I import data from a CSV where I am replacing the empty fields with an 'EMPTYFIELD' value.
pd.read_csv('myFile.csv', usecols=['AAA', 'BBB', 'CCC'])
df = df.fillna('EMPTYFIELD')
I am trying to create a dataframe that will have all the rows that contain an 'EMPTYFIELD' value. That implies that at least one column contains this value. I used the following and it works off course:
error = df[df.AAA.str.contains('EMPTYFIELD')]
error = error[error.BBB.str.contains('EMPTYFIELD')]
error = error[error.CCC.str.contains('EMPTYFIELD')]
Now, I am trying to reduct the lines in my code.
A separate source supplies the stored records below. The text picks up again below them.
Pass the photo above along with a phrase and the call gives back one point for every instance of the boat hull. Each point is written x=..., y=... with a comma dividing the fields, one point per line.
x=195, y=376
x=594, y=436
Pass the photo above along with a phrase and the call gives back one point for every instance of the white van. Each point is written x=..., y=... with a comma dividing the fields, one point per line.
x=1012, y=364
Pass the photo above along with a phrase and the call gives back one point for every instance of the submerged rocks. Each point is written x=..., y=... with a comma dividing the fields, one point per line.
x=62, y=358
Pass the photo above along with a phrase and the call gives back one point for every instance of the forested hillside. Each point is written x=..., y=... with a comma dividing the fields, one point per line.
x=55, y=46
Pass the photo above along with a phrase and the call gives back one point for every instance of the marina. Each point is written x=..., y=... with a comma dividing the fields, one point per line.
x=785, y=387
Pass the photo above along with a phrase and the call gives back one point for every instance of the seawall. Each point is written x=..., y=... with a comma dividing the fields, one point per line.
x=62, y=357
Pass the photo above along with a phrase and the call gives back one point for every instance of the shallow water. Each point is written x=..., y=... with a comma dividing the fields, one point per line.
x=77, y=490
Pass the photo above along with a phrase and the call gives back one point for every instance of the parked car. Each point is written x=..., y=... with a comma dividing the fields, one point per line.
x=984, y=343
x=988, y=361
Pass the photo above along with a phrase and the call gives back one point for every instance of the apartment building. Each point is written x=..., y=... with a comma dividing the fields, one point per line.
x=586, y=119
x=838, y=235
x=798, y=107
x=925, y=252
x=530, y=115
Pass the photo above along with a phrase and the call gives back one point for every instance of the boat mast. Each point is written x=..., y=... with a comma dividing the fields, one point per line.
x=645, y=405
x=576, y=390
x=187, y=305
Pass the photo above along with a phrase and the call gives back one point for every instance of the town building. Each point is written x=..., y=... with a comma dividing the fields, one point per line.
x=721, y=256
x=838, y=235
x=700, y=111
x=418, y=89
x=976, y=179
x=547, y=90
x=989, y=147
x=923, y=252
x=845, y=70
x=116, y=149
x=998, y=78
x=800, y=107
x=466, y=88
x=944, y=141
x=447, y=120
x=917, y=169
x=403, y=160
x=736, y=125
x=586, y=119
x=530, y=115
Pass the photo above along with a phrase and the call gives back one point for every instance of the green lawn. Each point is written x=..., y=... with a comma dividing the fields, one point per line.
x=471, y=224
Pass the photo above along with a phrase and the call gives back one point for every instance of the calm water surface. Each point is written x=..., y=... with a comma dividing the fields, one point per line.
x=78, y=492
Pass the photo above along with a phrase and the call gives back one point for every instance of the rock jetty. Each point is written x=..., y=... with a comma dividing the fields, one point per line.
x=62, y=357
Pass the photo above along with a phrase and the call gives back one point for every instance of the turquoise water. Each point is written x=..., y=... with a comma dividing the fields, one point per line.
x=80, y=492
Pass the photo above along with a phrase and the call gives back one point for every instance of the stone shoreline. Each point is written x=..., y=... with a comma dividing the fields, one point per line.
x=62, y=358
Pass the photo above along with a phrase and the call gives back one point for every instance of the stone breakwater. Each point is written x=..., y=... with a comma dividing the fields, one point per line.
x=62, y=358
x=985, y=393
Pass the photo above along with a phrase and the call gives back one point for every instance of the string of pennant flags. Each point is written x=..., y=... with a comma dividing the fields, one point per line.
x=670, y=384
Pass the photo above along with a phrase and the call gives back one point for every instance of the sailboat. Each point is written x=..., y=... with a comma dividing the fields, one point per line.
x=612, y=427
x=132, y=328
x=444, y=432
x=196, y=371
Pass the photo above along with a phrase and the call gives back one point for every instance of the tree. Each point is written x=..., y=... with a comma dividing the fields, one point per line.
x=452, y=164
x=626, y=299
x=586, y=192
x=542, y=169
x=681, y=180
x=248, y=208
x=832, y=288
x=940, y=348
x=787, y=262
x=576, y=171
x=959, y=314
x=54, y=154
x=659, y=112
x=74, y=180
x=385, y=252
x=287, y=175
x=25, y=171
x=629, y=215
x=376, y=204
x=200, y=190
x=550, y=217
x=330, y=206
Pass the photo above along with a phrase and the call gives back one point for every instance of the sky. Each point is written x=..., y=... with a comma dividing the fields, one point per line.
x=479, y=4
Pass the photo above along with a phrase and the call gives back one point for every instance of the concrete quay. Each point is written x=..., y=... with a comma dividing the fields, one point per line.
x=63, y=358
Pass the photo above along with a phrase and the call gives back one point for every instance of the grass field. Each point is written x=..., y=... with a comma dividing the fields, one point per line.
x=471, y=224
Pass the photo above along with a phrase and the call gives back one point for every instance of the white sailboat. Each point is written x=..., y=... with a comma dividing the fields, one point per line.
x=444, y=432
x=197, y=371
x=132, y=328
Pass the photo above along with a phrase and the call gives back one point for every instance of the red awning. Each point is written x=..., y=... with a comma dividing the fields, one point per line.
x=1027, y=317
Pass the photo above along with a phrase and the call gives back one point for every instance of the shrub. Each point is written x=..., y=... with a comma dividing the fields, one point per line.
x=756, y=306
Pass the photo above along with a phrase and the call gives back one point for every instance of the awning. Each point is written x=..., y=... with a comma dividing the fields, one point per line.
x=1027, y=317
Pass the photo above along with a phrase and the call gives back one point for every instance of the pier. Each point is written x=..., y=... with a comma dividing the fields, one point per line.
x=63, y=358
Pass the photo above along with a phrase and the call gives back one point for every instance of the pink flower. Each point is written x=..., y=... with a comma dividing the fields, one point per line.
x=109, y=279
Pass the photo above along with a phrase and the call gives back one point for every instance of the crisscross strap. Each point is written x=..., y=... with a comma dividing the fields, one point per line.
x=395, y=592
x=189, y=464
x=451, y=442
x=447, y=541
So, I was thinking of using a lambda instead without referencing to the columns (ideal):
error2 = df.apply(lambda x: 'EMPTYFIELD' if 'EMPTYFIELD' in x else x)
#error2 = df.apply(lambda x : any([ isinstance(e, 'EMPTYFIELD') for e in x ]), axis=1)
and then I tried referencing the columns too:
error2 = df[usecols].apply(lambda x: 'EMPTYFIELD' if 'EMPTYFIELD' in x else x)
and
error2 = df[df[usecols].isin(['EMPTYFIELD'])]
None of the above work. I print the results in a new CSV file. I can see all the rows even if they contain the 'EMPTYFIELD' value.
UPD: This is my extended code. Some of the answers return an error possible because of the lines below:
varA = 'AAA';
dfGrouped = df.groupby(varA, as_index=False).agg({'Start Date': 'min', 'End Date': 'max'}).copy()
varsToKeep = ['AAA', 'BBB', 'CCC', 'Start Date_grp', 'End Date_grp' ]
dfTemp = pd.merge(df, dfGrouped, how='inner', on='AAA', suffixes=(' ', '_grp'), copy=True)[varsToKeep]
errors = dfTemp[~np.logical_or.reduce([dfTemp[varsToKeep].str.contains('EMPTYFIELD') for varsToKeep in dfTemp])]